2021-C-Lc 4, 1-13- dimanche 1ière semaine du CARÊME- redevenir humain
Année C : dimanche 1ière semaine du CARÊME.
Lc 4, 1-13. Redevenons humains.
J’ouvre ce temps du carême par ces mots d’un docteur de l’Église Grégoire de Nazianze : ne restons pas ce que nous sommes, devenons qui nous étions. L’homme Jésus, pas le Jésus divin de notre Credo qui fait abstraction du Jésus d’avant Pâques, l’humain Jésus nous fait un beau cadeau ce matin.
Il ouvre nos vies sur autre chose que les biens matériels, sur autre chose que d’avoir toujours plus, sur autre chose que de rechercher les honneurs et les premières places. Il nous ouvre à quelque chose de beau : faire de la place à l’autre. Le péché, mot inconnu pour plusieurs aujourd’hui, conduit à vivre pour soi et seulement pour soi.
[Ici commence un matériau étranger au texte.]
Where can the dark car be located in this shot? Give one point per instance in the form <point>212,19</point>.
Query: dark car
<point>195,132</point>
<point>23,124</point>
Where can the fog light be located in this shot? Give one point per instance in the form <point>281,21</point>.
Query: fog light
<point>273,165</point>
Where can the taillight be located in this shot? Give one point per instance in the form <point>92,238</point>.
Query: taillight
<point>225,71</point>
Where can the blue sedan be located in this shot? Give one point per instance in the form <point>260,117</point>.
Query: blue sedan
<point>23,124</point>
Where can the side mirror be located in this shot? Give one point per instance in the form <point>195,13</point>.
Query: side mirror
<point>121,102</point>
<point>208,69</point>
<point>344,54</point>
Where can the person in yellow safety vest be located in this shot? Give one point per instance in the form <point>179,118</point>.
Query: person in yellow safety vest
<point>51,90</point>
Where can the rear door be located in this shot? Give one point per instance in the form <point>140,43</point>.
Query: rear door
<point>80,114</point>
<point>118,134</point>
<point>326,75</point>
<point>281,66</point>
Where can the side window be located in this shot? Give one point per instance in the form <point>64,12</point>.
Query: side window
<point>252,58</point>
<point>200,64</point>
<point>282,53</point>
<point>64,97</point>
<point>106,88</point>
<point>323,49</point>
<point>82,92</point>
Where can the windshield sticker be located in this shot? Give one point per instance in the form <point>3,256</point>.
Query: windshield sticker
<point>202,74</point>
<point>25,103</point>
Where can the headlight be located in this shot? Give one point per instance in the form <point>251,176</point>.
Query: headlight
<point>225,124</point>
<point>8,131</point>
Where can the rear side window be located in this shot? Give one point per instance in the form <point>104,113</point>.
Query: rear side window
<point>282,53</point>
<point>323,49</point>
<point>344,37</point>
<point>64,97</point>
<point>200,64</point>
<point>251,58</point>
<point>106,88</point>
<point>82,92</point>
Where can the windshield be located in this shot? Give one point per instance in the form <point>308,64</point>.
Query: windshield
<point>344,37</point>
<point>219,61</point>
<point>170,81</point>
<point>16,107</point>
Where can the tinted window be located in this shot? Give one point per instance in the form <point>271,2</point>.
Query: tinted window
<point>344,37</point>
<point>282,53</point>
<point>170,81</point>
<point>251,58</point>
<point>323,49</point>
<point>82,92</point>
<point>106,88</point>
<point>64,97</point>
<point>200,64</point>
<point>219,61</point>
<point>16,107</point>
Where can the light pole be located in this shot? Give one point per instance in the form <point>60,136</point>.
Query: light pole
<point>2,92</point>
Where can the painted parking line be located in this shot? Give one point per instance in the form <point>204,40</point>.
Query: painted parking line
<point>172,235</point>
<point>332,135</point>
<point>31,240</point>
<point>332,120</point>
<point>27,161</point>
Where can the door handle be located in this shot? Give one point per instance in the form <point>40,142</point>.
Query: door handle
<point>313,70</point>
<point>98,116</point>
Jésus nous éveille à l’humain. Il nous apprend que refuser les tentations, c’est grandir un humanité. Chaque être humain porte en lui les gènes de Dieu. Si je suis un vrai humain, pas celui qui se referme sur lui-même, pas celui qui ne vit que pour se satisfaire, je deviens semblable à Jésus. L’humanité de Jésus est le premier des sacrements, écrit Maurice Zundel. Jésus est si profondément humain que la foule pressent, ressent profondement qu’il vient de Dieu. On observant comment vit Jésus, la foule sentait en lui une force divine. Jésus montre que résister aux tentations de ne vivre que pour soi, rend beau. Nous rend divins, de vrais fils de Dieu, de vrais chrétiens.
Nous avons besoin de beaucoup de temps pour nous éloigner des tentations à ne pas vivre en parfait humain. C’est une guerre jamais complétée. Se dire chrétien et vivre en chrétien sont deux choses différentes. Nous voulons tous faire du bien, c’est humain, mais pas de l’accomplir. Ce qui est à ma portée, c’est de vouloir le bien, mais pas de l’accomplir : je ne fais pas le bien que je voudrais, et je commets le mal que je ne voudrais pas (Rm 7, 18s).
La guerre à gagner est celle de refuser de vivre seulement pour soi. Attention : Jésus ne résiste pas aux tentations de Satan parce qu’il est Dieu. Ce qui est beau dans ce récit des tentations, c’est le refus de l’humain Jésus de vivre uniquement pour lui-même. J’entends souvent dire que ce fut facile pour Jésus de résister aux offres de Satan puisqu’il était Dieu. C’est une fausse interprétation des tentations de Jésus au désert. Satan offre à Jésus de détruire l’humain qu’il est. Si tu es fils de Dieu, tu n’agiras pas comme les humains. Jésus, l’humain Jésus, celui de Nazareth, refuse le projet de Satan en s’appuyant sur des textes bibliques qu’il avait longuement prié, médité.
Le message des tentations est clair : l’humain en nous ne doit pas détruire le divin en ne vivant que pour soi. Le divin en nous ne doit pas annuler notre capacité humaine et la beauté de dire non à des comportements moins qu’humains. Si nous agissons en refusant des comportements inhumains, nous redevenons ce que nous étions. Notre nature profonde cache une bonté inattaquable. Paul affirme très fort quiconque agit en humain est sauvé (Rm10,13). Et cela ne s’applique pas seulement aux chrétiens.
Comment être humain comme Jésus ? Comment être extension et continuation (Jean Eudes) de Jésus ? Réponse : en priant, lisant l’Écriture. Tout près de toi est la Parole, elle est dans ta bouche et dans ton cœur. Le carême est un appel à regarder ce qui remue dans nos cœurs en regardant vivre Jésus et en vivant comme lui.
Le temps qui s’ouvre n’est pas pour devenir parfait. C’est impossible. Il nous questionne sur comment se porte notre devenir Jésus, notre devenir extension et continuation de Jésus, tout en sachant que nous ne sommes pas des anges [et que] ce qui nous est naturel, c’est de nous relâcher (Thérèse d’Avila). Il faut avancer sans cesse et défaillir sans cesse (Ruysbroeck). L’appel de Jésus nous élève au-delà de nous-mêmes pour nous enfoncer en lui.
C’est en souffrant nos imperfections que nous apprenons à devenir Jésus. Cela passe et passera toujours par l’accueil de nos pauvretés, de nos indigences, par notre réconciliation avec nos failles surtout lorsqu’elles sont très opaques et par le courage créatif d’être ses ambassadeurs. Nos failles exigent que Jésus ne s’éloigne pas de nous. Cela s’appelle se convertir. C’est vivre en exode vers Pâques. AMEN.